Comics Herstory: Emily Carroll
Emily Carroll is a writer and artist from Ontario who has been terrifying readers since 2010. She gained notoriety for her webcomic, His Face All Red, which, after publication on her site, made rounds (and still occasionally pops up) on various sites.
Carroll began her comic career in webcomics, publishing fairy tales, romance, and dream journals in addition to horror stories. Her illustration work has appeared in Paste Magazine, Wolfen Jump online anthology, and Spera. Carroll also illustrated the graphic novel Baba Yaga’s Assistant, written by Marika McCoola and published last year.
In 2014, she published her first collected work, a book of short horror comics titled Through the Woods. Visually, the book is stunning. Carroll stretches the medium, using a combination of art, coloring, and lettering that builds the suspense of each story. The illustrations themselves are layered and rich, giving the book an otherworldly feel.
What makes the book truly special, though, isn’t just the visual element. The stories are creepy, yes, but can feel ambiguous. However, when these comics are read as a way to understand reaction to trauma and trauma itself, they become much more accessible. The horror of seeing something that cannot be there is grounded in the very real horror that comes with various types of loss.
This theme is also exemplified especially well in Carroll’s webcomic, Margot’s Room. As with the print medium, Carroll pushes the boundaries of webcomic by forcing readers to interact with the comic in order to read it. Clicking on the comic (available on her site) takes the reader to a screen with a poem written over an empty bedroom with bloodstained floorboards and a broken window. In order to read the comic, readers must click on various objects in the room, all related to the poem at the top of the page.
The order in which the reader is supposed to click on the objects is given, but somewhat subtly.

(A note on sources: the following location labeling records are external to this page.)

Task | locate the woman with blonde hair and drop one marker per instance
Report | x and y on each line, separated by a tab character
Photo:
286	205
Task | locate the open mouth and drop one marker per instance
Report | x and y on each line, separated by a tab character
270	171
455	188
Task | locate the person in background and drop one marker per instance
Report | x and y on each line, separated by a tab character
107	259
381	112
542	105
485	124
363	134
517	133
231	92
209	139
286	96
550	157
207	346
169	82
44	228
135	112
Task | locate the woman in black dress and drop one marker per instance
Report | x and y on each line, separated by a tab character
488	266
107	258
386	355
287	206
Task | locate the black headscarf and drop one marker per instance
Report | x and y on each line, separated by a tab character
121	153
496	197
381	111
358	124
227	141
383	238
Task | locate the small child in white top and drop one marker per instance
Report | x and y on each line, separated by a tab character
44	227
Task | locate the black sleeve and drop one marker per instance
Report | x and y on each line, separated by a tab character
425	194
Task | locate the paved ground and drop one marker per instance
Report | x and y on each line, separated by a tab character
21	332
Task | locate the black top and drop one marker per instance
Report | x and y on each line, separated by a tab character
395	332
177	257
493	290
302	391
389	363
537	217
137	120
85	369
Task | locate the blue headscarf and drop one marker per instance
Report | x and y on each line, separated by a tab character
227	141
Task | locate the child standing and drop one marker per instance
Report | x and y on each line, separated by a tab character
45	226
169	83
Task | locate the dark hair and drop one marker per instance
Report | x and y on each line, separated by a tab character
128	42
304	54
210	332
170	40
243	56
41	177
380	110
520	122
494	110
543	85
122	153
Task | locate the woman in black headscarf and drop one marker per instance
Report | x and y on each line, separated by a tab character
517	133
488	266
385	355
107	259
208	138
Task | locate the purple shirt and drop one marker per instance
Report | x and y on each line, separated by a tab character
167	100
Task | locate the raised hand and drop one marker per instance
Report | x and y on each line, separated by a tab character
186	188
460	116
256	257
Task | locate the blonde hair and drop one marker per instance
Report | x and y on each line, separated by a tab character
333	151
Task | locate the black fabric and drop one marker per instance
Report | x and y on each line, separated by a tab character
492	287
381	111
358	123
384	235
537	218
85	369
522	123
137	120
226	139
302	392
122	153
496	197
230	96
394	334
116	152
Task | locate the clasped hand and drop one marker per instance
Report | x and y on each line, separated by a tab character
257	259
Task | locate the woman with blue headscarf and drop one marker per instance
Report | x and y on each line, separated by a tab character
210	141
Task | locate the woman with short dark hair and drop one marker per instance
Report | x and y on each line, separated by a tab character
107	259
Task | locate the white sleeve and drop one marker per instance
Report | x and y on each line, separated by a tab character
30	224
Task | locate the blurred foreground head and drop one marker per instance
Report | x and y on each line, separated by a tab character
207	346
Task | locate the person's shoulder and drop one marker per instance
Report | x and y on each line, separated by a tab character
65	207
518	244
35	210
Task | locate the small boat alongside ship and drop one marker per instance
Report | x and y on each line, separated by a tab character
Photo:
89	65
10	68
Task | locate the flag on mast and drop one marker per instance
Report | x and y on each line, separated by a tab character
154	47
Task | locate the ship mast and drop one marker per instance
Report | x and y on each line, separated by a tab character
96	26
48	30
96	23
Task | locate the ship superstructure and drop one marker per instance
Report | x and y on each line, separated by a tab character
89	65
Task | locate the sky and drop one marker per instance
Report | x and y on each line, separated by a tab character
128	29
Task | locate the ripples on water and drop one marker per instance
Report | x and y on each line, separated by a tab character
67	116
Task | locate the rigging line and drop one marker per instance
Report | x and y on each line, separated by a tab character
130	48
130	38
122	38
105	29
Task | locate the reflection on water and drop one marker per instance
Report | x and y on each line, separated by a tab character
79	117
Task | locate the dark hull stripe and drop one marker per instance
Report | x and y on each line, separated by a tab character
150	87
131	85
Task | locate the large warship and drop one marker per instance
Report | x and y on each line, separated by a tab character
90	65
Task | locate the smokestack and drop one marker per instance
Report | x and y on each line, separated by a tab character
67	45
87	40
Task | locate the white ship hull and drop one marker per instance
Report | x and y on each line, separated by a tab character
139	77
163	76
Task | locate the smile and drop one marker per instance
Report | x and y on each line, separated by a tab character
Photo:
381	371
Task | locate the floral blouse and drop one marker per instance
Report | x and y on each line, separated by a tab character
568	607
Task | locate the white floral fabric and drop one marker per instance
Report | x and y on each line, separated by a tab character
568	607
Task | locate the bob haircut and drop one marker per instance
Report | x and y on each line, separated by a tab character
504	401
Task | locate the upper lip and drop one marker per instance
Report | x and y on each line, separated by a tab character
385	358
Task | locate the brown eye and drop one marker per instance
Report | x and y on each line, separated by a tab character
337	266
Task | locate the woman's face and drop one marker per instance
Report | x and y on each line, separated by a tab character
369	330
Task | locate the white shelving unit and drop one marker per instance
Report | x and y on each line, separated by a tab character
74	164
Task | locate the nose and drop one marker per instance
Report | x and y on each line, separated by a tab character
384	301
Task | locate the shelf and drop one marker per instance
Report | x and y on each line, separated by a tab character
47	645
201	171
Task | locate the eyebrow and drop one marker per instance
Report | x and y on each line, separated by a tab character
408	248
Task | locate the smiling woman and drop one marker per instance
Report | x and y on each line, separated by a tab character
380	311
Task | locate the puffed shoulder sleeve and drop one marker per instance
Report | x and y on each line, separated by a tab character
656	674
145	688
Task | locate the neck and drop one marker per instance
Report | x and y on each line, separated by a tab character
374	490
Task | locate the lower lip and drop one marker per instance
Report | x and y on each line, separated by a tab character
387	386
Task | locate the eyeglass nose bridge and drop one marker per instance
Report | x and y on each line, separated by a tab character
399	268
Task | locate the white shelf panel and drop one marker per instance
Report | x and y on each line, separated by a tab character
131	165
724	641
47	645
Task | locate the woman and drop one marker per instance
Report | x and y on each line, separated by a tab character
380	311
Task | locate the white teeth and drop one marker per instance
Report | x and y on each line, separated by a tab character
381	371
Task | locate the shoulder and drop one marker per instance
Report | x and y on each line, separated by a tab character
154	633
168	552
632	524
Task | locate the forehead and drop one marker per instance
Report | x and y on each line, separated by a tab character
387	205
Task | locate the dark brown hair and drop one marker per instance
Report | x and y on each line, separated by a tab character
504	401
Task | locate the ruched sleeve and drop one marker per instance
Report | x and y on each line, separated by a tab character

The end result of this is that it forces the reader to interact with the trauma that the main character has gone through. The fact that the order isn’t immediately clear points to the disorienting nature of a traumatic experience, and this produces a visceral sort of fear.
Carroll continues to push the boundaries of storytelling in any given medium, which makes her an exciting artist and storyteller to follow. These stories are valuable not only for their aesthetic appeal (which is not a small amount of appeal) but for forcing readers to consider the source of the horror in the story–what constitutes horror for the characters and why.